All scores are reported with 95% bootstrap confidence intervals. We test all seven models — GPT-4o, GPT-4o-mini, Gemini 2.5 Pro, Gemini 2.5 Flash, Claude Opus 4.5, Sonnet 4.5, and Haiku 4.5 — under matched conditions.
The length degradation curve
The most striking pattern in our data is the relationship between clip length and accuracy. Figure 1 shows accuracy as a function of the logarithm of clip length, with a linear fit for each model.
Figure
The degradation is universal and steep. Across all five tested models on the curve (Gemini 2.5 Pro, GPT-4o, Claude Sonnet 4.5, Claude Opus 4.5, Claude Haiku 4.5), accuracy drops by 38–44 percentage points from 30 seconds to 5 minutes. Critically, the decline is not uniform across axes: temporal ordering accuracy degrades fastest (a 55.1-point drop for Gemini 2.5 Pro over 30s→5min) while step recognition degrades slowest (32.4 points). Models can still identify individual actions in long videos but progressively lose the ability to track their relative temporal positions.
If your deployment is a chef reviewing cooking videos, you need the model that works at five seconds. If your deployment is a factory floor monitoring twelve-hour shifts, you need the model that does not care how long the clip is.
Temporal ordering holds up; causal reasoning is the ceiling
Temporal ordering accuracy is moderate across the frontier — 57.8% to 68.2% — with Gemini 2.5 Pro in the lead. Causal reasoning, by contrast, is the ceiling: no model exceeds 63%. Temporal ordering is also the axis that degrades fastest with clip length, losing 55 points for Gemini 2.5 Pro between 30-second and 5-minute clips.

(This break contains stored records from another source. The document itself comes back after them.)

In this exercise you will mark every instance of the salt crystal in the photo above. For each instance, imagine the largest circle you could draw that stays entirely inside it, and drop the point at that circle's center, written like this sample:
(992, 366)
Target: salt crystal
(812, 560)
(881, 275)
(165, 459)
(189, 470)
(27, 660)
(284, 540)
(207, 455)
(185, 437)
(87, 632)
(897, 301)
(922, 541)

| Model | Temporal (Acc) | Causal (Acc) |
|---|---|---|
| Gemini 2.5 Pro | 68.2% | 62.7% |
| Claude Opus 4.5 | 67.8% | 62.1% |
| Claude Sonnet 4.5 | 67.1% | 61.9% |
| GPT-4o | 65.7% | 60.3% |
| Claude Haiku 4.5 | 64.6% | 58.7% |
| Gemini 2.5 Flash | 64.3% | 58.1% |
| GPT-4o-mini | 57.8% | 51.2% |
Error detection is catastrophically poor
Error detection is the most alarming result in this paper. The best model (GPT-4o) achieves only 28.6% F1, with 38.2% precision and 22.7% recall. Across the frontier, models miss 77% of intentional procedural errors while simultaneously flagging 19.3% of correct procedures as containing errors. For AI-assisted quality control or safety monitoring, this is below what any reasonable process tolerance would accept.
| Model | Error Det. F1 |
|---|---|
| GPT-4o | 28.6% |
| Gemini 2.5 Pro | 26.8% |
| Gemini 2.5 Flash | 25.7% |
| Claude Opus 4.5 | 25.1% |
| Claude Sonnet 4.5 | 24.3% |
| Claude Haiku 4.5 | 22.4% |
| GPT-4o-mini | 20.6% |
The spread between the best and worst model on error detection is only 8 points, which is small by the standards of this benchmark. This is not a tiering problem. Every frontier model fails at procedural error detection. Any deployment that asks a video model to catch procedure violations should treat it as a screening layer that must be paired with human review, not an autonomous safety check.
Composite scores
Composite scores are an imperfect summary of a multi-axis benchmark, but they are useful as a single-number comparison. We compute the composite as the unweighted mean across the five axes, so that no axis dominates the ranking.
| Model | Step | Temporal | Causal | Error | X-Modal | Avg. |
|---|---|---|---|---|---|---|
| Gemini 2.5 Pro | 71.4 | 68.2 | 62.7 | 26.8 | 64.1 | 58.6 |
| Claude Opus 4.5 | 67.5 | 67.8 | 62.1 | 25.1 | 63.7 | 57.2 |
| GPT-4o | 68.9 | 65.7 | 60.3 | 28.6 | 61.8 | 57.1 |
| Claude Sonnet 4.5 | 66.3 | 67.1 | 61.9 | 24.3 | 63.4 | 56.6 |
| Gemini 2.5 Flash | 67.8 | 64.3 | 58.1 | 25.7 | 60.2 | 55.2 |
| Claude Haiku 4.5 | 63.2 | 64.6 | 58.7 | 22.4 | 60.5 | 53.9 |
| GPT-4o-mini | 59.6 | 57.8 | 51.2 | 20.6 | 54.7 | 48.8 |
The composite ranking places Gemini 2.5 Pro first with an average of 58.6%. Claude Opus 4.5 and GPT-4o are effectively tied for second (57.1–57.2%). GPT-4o-mini trails the field by nearly 10 points. This ranking does not tell the full story — GPT-4o leads specifically on error detection, while Gemini 2.5 Pro leads on step recognition, temporal ordering, causal reasoning, and cross-modal grounding. VidWork-Bench is designed to expose these axis-level tradeoffs rather than flatten them into a single number.